Johann Hermann Schein (1586-1630)

  • Johann Hermann Schein, ein Jahr nach Heinrich Schütz geboren und 42 Jahre vor ihm verstorben, war ab 1616 in Leipzig Thomaskantor.


    Mit Heinrich Schütz verband ihn neben persönlicher Freundschaft die Aufnahme italienischer Einflüsse und das Bestreben, deutschsprachige vokale Kirchenmusik zu schaffen.


    Ein Beispiel dieses Schaffen sind seine 26 Madrigale, meist fünfstimmig, herausgegeben unter dem Titel


    Israelis Brünnlein.


    Davon fiel mir vor ein paar Tagen die Einspielung mit dem Ensemble Vocal Européen unter Philippe Herreweghe



    in die Hände.


    An der Besetzung fällt besonders auf, dass das Continuo mit Laute, Orgel, Violoncello und Kontrabass (!) besetzt ist - Jonathan Cable bedient den letzteren zu sehr wohlklingendem Effekt, was dem Satz beträchtliche Fülle und Dynamik verleiht, ohne dick zu werden. Kein kleines Kunststück...

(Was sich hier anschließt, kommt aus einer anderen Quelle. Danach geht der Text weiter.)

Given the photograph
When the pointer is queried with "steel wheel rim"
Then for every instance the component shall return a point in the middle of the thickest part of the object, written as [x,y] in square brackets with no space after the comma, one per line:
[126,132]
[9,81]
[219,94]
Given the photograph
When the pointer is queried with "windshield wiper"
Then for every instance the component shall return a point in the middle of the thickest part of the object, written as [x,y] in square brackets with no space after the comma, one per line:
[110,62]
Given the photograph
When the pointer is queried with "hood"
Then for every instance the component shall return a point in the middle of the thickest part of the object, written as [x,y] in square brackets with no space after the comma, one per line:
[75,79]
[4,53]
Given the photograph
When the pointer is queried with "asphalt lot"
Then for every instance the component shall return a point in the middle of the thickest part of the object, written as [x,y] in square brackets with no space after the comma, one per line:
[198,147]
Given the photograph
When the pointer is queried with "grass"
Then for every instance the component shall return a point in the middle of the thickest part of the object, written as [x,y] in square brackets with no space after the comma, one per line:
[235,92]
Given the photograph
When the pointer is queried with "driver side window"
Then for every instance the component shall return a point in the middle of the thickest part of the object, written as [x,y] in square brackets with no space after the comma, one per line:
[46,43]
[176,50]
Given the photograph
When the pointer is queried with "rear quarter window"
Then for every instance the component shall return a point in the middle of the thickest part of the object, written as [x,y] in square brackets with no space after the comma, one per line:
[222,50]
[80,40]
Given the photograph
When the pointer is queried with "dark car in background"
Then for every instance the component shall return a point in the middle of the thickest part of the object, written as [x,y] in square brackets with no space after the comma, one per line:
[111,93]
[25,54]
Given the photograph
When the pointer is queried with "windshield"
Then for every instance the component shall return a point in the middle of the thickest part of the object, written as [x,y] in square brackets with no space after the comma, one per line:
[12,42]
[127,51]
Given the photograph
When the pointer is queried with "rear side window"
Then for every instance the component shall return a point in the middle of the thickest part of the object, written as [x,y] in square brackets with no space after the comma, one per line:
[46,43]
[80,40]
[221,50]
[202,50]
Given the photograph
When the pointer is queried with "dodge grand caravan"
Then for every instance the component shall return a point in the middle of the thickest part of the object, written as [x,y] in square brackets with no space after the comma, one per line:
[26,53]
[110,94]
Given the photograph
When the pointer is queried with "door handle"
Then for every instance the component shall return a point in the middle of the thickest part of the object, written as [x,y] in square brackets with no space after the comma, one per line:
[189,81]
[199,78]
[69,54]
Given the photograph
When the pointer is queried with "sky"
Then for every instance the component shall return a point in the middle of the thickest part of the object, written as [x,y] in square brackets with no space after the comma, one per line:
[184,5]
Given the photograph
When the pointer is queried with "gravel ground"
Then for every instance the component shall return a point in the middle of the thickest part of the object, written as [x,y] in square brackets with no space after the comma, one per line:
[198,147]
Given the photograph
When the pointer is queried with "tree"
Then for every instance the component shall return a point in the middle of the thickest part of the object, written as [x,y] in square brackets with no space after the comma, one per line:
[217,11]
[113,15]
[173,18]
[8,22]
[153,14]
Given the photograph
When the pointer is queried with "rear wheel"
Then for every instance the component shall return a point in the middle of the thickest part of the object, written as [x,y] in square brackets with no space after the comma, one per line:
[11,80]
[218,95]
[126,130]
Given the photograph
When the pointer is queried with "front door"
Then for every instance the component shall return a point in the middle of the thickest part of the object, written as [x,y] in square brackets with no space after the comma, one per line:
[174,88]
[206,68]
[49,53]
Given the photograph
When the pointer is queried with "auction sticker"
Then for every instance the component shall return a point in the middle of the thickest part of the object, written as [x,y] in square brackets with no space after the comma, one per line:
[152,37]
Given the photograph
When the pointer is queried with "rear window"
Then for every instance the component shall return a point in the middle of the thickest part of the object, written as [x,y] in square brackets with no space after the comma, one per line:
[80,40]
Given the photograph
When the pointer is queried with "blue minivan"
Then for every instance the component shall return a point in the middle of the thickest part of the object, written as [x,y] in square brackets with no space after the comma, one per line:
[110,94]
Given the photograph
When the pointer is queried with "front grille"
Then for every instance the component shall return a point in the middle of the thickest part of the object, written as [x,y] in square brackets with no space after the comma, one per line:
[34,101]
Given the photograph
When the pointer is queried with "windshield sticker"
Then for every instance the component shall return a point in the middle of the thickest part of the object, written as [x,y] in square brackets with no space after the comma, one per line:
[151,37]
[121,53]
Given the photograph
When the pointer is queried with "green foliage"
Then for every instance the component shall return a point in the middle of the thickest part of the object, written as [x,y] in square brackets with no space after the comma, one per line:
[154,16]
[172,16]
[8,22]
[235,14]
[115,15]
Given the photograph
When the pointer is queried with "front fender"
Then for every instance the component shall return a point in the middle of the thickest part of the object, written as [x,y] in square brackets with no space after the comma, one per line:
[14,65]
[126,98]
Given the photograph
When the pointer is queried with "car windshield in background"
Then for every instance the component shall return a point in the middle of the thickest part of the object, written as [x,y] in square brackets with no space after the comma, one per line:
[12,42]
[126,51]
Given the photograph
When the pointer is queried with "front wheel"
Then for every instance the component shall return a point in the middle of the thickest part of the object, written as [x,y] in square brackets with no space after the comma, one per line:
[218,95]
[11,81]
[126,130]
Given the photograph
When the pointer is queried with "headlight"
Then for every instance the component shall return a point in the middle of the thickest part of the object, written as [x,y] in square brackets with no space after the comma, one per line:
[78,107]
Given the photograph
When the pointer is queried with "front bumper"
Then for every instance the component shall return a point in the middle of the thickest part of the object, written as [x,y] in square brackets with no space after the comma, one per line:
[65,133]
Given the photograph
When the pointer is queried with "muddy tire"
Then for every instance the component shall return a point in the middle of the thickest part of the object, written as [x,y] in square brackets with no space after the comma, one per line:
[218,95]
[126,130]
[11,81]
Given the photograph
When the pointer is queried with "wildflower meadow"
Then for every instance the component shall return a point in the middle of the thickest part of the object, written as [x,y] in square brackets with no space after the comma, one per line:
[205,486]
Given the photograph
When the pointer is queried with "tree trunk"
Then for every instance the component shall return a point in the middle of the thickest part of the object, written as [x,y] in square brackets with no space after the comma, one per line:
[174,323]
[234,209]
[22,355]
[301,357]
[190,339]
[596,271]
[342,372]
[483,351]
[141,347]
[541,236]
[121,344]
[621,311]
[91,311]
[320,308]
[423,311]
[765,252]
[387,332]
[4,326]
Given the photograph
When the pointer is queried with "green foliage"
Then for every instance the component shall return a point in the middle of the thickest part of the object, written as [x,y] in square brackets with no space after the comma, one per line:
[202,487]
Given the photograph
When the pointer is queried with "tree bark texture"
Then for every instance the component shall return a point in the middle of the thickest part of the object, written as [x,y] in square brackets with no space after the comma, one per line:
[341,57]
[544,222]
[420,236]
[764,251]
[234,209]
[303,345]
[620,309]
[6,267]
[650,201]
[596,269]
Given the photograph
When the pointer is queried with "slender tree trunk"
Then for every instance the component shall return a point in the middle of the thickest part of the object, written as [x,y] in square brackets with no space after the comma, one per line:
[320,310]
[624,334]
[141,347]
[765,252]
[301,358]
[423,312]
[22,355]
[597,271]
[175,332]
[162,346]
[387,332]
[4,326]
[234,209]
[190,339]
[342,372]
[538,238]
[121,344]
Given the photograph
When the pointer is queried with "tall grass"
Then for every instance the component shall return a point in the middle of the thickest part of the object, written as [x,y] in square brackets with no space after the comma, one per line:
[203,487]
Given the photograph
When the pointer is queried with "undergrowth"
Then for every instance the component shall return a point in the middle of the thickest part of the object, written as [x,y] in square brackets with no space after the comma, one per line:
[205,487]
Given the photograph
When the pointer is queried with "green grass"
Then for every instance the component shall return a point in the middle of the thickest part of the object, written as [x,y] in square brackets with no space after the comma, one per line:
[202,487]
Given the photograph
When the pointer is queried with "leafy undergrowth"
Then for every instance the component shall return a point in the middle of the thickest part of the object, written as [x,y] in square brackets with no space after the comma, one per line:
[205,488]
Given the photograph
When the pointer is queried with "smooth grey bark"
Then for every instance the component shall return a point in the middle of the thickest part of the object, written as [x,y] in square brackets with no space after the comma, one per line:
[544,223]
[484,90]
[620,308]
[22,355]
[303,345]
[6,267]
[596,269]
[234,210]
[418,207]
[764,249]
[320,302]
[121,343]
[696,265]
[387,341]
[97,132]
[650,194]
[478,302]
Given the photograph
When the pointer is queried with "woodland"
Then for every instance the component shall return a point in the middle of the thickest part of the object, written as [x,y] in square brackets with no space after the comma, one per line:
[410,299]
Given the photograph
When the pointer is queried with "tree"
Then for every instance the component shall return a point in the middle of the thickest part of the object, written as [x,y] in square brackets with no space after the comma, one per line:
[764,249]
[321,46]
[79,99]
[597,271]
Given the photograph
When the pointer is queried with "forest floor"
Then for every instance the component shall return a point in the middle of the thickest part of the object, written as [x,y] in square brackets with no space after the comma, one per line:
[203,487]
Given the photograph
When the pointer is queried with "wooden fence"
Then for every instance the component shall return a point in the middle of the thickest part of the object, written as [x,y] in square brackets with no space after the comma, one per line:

    Davon abgesehen kann ich die Aufnahme mangels Hörerfahrung in diesem Bereich nicht kompetent beurteilen, mir gefällt sie jedenfalls sehr gut. Sehr homogener, wohlgerundeter Gesang mit guter Textverständlichkeit und lebhafter Gestaltung.


    Die Musik als solche steht was die Komplexität angeht wohl deutlich unter dem Niveau von Heinrich Schütz' besten Werken, dafür ist sie auch mit größerer Heiterkeit gesegnet. Ich habe diesen Spontankauf jedenfalls bisher nicht bereut und kann nur hoffen, dass das Beispiel mit dem Kontrabass im Continuo Schule macht (sieht aber nicht so aus)...


    Parteiisch grüßt
    BBF

    "Dekonstruktion ist Gerechtigkeit." (Jacques Derrida)

  • Guten Tag


    nicht weniger reizvoll als das "Israelis Brünnlein" und ganz im Kontrast dazu ist diese



    CD mit den "Psalmen Davids saqmpt etlichen Moteten und dem Te Deum" von Schein.
    Groß besetzt und teils Vierchörig, exelent musiziert von der "Musica Fiata Köln" und der "Capella Ducale" :jubel: :jubel:


    Gruß aus der Kurpfalz


    Bernhard

  • Ich mag seine Musik sehr gerne, würde aber mich niemals dazu hinreißen lassen sie zu bewerten.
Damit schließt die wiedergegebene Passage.